The term “research report”, as it applies to this Standard, is very broad and covers much more than the traditional research reports as defined above.
For example, any form of communication can potentially apply, including (but not limited to):
- face-to-face recommendation
- speech or panel discussion
- telephone conversation
- TV appearance
- internet webcast or blog
What are some questions to consider when addressing a hypotethical situation on the exam relating to V-B?
Are opinions and projections separated from factual information?
In the gathering of information on a company, has this information been reviewed for accuracy by a representative of that company?
Has a newsletter or watch list omitted too much relevant information?

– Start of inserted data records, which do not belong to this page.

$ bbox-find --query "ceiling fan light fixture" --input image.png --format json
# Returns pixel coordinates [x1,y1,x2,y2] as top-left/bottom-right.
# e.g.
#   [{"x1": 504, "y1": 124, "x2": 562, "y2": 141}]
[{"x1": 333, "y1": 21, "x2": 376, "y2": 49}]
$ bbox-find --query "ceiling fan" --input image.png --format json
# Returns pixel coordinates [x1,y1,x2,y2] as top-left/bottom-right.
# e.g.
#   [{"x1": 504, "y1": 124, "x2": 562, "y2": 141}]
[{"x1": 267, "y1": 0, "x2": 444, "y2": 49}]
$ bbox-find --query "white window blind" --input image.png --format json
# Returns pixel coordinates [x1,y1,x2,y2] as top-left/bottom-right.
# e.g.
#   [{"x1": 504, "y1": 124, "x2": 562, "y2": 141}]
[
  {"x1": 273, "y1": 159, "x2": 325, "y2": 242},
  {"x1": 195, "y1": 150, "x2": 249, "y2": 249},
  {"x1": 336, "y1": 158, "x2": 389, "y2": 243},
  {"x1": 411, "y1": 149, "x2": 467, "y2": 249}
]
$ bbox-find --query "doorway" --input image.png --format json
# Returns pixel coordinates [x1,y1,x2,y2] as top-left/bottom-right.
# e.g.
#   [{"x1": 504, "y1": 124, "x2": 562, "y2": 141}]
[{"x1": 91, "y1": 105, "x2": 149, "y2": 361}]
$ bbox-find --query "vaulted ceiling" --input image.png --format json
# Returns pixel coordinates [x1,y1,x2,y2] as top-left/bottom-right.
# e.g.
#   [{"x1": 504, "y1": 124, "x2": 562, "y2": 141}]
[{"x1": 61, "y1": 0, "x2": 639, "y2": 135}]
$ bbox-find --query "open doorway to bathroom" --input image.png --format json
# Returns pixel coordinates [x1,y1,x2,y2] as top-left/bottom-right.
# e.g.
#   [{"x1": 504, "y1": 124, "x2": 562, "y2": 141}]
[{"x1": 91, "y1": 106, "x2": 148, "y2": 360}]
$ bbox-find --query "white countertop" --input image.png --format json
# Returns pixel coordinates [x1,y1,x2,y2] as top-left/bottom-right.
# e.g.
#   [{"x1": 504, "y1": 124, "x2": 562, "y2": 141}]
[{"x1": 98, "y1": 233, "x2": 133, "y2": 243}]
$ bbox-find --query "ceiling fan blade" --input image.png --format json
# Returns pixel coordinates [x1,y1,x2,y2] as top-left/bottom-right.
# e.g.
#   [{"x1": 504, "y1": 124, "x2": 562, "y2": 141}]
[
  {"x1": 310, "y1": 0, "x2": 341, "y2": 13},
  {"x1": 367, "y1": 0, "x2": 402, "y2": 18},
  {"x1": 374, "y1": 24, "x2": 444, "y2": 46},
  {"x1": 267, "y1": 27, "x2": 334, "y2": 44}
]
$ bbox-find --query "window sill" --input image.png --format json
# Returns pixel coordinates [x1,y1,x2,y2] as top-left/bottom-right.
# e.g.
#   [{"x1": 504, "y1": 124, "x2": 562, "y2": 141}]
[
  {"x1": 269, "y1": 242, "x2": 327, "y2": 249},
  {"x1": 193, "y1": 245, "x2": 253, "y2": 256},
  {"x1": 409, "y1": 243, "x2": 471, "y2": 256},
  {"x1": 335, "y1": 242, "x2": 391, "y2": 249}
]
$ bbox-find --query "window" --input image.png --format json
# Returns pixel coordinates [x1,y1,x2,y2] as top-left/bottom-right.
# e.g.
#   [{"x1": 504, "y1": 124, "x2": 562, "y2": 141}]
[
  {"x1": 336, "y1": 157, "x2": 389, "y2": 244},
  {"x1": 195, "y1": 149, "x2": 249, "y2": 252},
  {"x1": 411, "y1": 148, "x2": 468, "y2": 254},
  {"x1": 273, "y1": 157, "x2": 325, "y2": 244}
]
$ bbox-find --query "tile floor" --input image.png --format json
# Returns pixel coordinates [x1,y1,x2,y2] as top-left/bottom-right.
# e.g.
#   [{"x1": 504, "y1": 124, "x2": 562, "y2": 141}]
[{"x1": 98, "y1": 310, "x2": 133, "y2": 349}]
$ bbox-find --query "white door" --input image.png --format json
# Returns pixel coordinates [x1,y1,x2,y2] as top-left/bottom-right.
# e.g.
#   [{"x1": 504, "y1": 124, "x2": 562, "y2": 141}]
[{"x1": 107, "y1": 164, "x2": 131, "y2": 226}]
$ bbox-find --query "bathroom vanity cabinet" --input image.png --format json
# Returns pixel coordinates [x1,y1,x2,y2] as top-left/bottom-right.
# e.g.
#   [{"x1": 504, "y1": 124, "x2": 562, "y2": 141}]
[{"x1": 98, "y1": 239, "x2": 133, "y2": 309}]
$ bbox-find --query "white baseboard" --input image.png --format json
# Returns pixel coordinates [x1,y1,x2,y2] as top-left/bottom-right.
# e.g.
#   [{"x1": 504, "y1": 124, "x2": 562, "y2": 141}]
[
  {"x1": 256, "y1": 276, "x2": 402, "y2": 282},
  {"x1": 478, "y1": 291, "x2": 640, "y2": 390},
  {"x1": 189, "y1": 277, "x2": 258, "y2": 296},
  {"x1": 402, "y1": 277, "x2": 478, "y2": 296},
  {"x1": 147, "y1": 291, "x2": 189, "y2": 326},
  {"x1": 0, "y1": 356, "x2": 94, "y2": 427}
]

Has a research report adequately outlined the risk factors, or failed to analyze less optimistic scenarios?
Does a research report omit the analyst’s real reason for making a specific recommendation?
How can you comply with V-B?
Each subsection of this Standard relates to a specific goal that needs to be addressed when preparing research reports for public distribution:
1: - Using Reasonable Judgment on Factors to Include/Exclude
2: -Distinguishing between Facts and Opinions
3: -Indicate Basic Characteristics - This goal in particular provides some indication of the degree of risk that an investor will assume. A star system (1 through 5 stars, with 5 being safest) or a letter grade (“A” being the safest) will accomplish the task in the least amount of space. Other summary reports specify low, medium, high or very high risk. These labels are often an invaluable guide to determine whether the research should be used.
1:- Using Reasonable Judgment on Factors to Include/Exclude
- This procedure is in many ways the most subjective requirement within this Standard, as it is largely a function of an analyst’s experience in preparing research reports and understanding what factors are of greatest importance to readers and users of the research. A specific checklist is not relevant to a standard of conduct where each case needs to be individually evaluated. As with the other Standards guiding the investment process, one would start by archiving all records relating to the report, so that conclusions can be explained and additional information can be supplied upon request.
2:-Distinguishing between Facts and Opinions
This goal avoids the most obvious violations of the Standard, but given that most reports use facts as the basis for investment opinions (i.e. all reports will have both), it’s important to make such distinctions in as clear a manner as possible. Moreover, any data presented as fact must be properly scrutinized for reliability and accuracy. Financial databases that cover hundreds of data points for thousands of companies may produce misleading data - for example, they may show a negative price-to-earnings (P/E) ratio on a cyclical company, which then draws down the average P/E of a portfolio. In such a case, an analyst must ensure that the data presented is processed in a manner that provides for such situations.
3:-Indicate Basic Characteristics
This goal in particular provides some indication of the degree of risk that an investor will assume. A star system (1 through 5 stars, with 5 being safest) or a letter grade (“A” being the safest) will accomplish the task in the least amount of space. Other summary reports specify low, medium, high or very high risk. These labels are often an invaluable guide to determine whether the research should be used.